Check if Block is null before executing? (macros)

Discussion in 'iOS Programming' started by ArtOfWarfare, May 20, 2014.

  1. ArtOfWarfare macrumors G3


    Nov 26, 2007
    If you attempt to run a null block, your program crashes, so you need to wrap it in a check if it's null, like so:

    if (block != nil) {
    I had a lot of different spots where I needed to do this kind of thing, so I ended up writing this macro:

    #define CHECK_NULL_EXEC_BLOCK(BLOCK, ...) if (BLOCK != nil) BLOCK(__VA_ARGS__)
    And you use it like:

    CHECK_NULL_EXEC_BLOCK(block, arg);
    My questions are:

    Does anyone see a problem with my macro? Is there some way it can be improved? I think it may not work with blocks which take no arguments at all - what's the best way I can modify it to handle that?
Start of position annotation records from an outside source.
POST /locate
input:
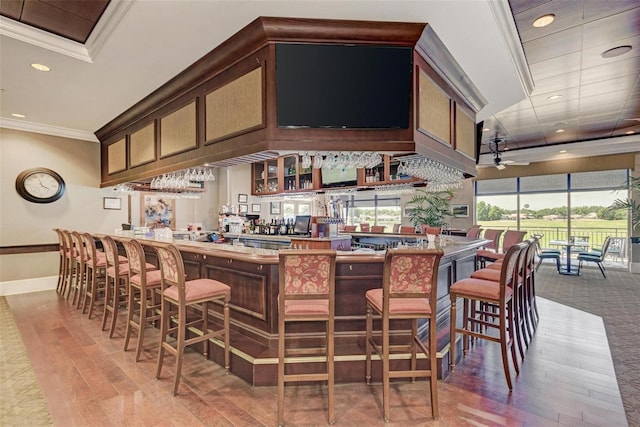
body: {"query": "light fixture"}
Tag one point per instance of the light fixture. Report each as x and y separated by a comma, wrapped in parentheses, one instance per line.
(544, 20)
(616, 51)
(40, 67)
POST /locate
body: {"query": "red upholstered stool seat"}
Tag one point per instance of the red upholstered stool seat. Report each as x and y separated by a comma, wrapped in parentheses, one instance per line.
(199, 296)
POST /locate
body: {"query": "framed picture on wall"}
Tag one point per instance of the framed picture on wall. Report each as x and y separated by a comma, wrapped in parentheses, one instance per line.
(157, 211)
(275, 208)
(461, 211)
(114, 203)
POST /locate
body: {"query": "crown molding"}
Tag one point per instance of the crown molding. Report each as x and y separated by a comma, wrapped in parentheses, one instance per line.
(43, 39)
(47, 130)
(507, 27)
(84, 52)
(113, 14)
(435, 53)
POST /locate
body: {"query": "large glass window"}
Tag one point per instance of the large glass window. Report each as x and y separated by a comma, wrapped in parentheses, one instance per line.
(557, 206)
(371, 208)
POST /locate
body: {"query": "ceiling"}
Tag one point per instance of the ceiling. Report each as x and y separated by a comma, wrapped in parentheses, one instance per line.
(138, 45)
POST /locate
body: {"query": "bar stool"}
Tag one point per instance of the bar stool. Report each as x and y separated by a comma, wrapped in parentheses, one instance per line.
(62, 266)
(306, 294)
(95, 270)
(409, 292)
(407, 229)
(493, 274)
(498, 297)
(69, 262)
(182, 294)
(474, 232)
(427, 229)
(80, 267)
(490, 248)
(145, 282)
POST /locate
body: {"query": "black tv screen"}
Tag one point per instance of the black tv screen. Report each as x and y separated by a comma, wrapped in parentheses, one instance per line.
(343, 86)
(302, 224)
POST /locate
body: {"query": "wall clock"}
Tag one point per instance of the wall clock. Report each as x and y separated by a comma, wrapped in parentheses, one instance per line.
(40, 185)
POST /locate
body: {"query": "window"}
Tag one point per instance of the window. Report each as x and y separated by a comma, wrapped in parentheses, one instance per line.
(557, 206)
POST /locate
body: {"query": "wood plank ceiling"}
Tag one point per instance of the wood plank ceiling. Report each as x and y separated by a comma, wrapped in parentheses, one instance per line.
(579, 95)
(72, 19)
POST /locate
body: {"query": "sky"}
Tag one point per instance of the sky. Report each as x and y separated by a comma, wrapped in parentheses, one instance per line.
(550, 200)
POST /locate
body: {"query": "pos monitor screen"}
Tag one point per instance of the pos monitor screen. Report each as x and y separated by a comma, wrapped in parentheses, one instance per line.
(302, 224)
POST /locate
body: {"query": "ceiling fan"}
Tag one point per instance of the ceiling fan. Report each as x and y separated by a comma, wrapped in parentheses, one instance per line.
(497, 151)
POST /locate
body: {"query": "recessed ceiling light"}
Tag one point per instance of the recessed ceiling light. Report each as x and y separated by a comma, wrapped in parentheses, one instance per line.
(544, 20)
(616, 51)
(40, 67)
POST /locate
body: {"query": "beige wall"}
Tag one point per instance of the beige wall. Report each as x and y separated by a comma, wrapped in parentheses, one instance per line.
(80, 208)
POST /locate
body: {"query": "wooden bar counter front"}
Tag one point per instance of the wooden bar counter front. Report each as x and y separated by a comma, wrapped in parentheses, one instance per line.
(252, 274)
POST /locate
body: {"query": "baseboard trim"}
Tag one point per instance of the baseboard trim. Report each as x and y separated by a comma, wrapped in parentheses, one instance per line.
(24, 286)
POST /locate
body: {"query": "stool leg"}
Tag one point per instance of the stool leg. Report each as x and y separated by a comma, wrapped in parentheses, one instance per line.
(182, 330)
(452, 333)
(330, 369)
(367, 342)
(281, 370)
(130, 310)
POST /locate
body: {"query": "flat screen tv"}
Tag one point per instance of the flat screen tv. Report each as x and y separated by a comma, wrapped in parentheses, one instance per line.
(302, 224)
(343, 86)
(342, 177)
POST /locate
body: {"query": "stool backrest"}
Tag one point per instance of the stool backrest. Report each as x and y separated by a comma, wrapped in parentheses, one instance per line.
(510, 271)
(90, 247)
(427, 229)
(407, 229)
(474, 232)
(307, 274)
(110, 250)
(79, 245)
(512, 237)
(411, 273)
(135, 255)
(494, 236)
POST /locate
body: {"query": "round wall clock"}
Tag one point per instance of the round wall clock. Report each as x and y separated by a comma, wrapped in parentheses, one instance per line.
(40, 185)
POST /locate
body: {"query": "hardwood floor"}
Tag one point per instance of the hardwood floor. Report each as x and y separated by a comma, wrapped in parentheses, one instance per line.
(567, 378)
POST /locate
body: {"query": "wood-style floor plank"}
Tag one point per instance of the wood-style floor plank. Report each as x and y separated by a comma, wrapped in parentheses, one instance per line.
(567, 378)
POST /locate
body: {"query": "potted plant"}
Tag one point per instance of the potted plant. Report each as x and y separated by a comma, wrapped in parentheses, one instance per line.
(629, 203)
(429, 208)
(634, 210)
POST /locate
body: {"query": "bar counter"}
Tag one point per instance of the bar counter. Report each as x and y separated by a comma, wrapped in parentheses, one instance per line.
(252, 274)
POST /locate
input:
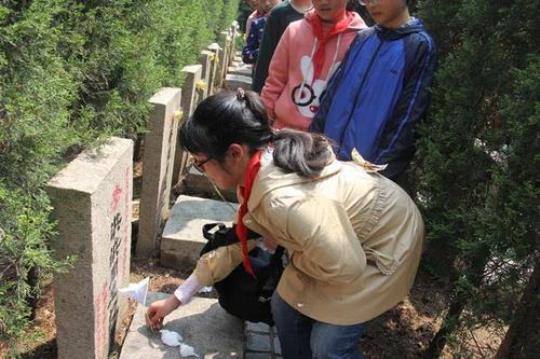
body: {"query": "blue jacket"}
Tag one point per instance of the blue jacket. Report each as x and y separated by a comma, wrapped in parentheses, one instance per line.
(253, 41)
(378, 95)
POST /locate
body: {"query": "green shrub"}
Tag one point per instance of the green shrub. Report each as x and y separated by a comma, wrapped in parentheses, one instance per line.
(478, 158)
(72, 74)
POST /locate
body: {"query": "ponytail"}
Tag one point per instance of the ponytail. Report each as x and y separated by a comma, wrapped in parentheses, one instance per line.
(305, 154)
(240, 117)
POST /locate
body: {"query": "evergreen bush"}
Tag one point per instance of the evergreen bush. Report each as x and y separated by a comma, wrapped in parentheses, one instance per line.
(479, 159)
(72, 74)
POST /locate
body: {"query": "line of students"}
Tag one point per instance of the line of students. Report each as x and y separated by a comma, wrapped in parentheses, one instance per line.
(353, 237)
(364, 88)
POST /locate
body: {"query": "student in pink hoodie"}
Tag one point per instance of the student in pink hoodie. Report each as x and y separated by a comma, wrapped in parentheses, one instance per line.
(308, 53)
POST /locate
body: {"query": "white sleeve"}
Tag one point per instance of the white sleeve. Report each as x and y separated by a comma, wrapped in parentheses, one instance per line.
(188, 289)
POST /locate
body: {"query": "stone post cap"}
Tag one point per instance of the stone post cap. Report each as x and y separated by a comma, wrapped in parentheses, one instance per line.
(214, 46)
(86, 172)
(164, 95)
(192, 68)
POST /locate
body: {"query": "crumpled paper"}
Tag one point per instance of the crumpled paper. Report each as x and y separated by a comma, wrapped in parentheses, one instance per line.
(173, 339)
(366, 165)
(170, 338)
(187, 351)
(137, 291)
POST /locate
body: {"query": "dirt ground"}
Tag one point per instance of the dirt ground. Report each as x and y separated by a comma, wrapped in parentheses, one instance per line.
(403, 332)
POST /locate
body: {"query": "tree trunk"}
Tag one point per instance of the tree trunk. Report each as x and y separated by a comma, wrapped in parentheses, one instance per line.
(522, 340)
(452, 319)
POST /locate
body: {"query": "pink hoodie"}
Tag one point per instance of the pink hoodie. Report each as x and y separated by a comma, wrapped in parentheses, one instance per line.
(290, 93)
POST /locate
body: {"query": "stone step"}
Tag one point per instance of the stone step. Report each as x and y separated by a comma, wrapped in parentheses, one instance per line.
(202, 323)
(196, 183)
(182, 238)
(232, 82)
    Also, as some of you may be aware, I hate macros in C. They're not hygienic and lead to extremely frustrating to debug situations. But I don't think there's a way to write this without a macro... unless someone can think of that I didn't.
  2. chown33 macrumors 604

    Aug 9, 2009
    Sailing beyond the sunset
  3. ArtOfWarfare thread starter macrumors G3


    Nov 26, 2007
    What is the significance of making it a static inline function as opposed to an ordinary function?
  4. MeFromHere macrumors 6502

    Oct 11, 2012
    "inline" should be clear; the compiler may put the function's body in the calling code instead of making a call to a real function. The program is (probably) faster and (probably) bigger when you use inline. This corresponds closely to the effect of the macro.

    "static" essentially hides the function definition from the linker, so its scope is only the file.
  5. subsonix macrumors 68040

    Feb 2, 2008
    Here's some ideas for improvement, wether you agree it is or not is another matter. I tend to go for something simpler, like yourself for these. You could wrap the pointer in a parenthesis, not that it should ever be anything but a pointer but still.